La società si evolve e così il linguaggio. Se prima una frase come Lei non capisce un… (puntini puntini!) veniva considerata offensiva, ora sarebbe un modo di dire talmente entrato nel gergo comune da non poter essere considerato lesivo della dignità di un dipendente. Ma siamo sicuri sia proprio così? Lecito nutrire forti dubbi a riguardo.

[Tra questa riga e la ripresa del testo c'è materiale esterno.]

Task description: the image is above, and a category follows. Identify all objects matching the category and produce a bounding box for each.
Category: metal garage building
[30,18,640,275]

Questa, infatti, è solo la debole difesa messa in piedi da Sebastiano C. datore di lavoro portato in giudizio a Catania da una sua dipendente per ingiuria. La frase incriminata non è stata affatto considerata dal giudice come una corrente espressione equivalente di “Lei non capisce nulla“, ma come un reato di ingiuria. Una piccola vittoria che la Quinta Sezione Penale della Cassazione ha concesso alla parte offesa in favore della buona educazione tra capo e dipendenti. I datori di lavoro, secondo il giudice, sono tenuti alla continenza espressiva proprio per via del rapporto gerarchico che non può consentire di sconfinare nel campo dell’offesa personale. L’evoluzione del linguaggio, dunque, non può consentire di offendere liberamente, cosa che tra l’altro poteva evincersi senza necessità di una sentenza giudiziaria ma con un po’ di sano rispetto dell’altro.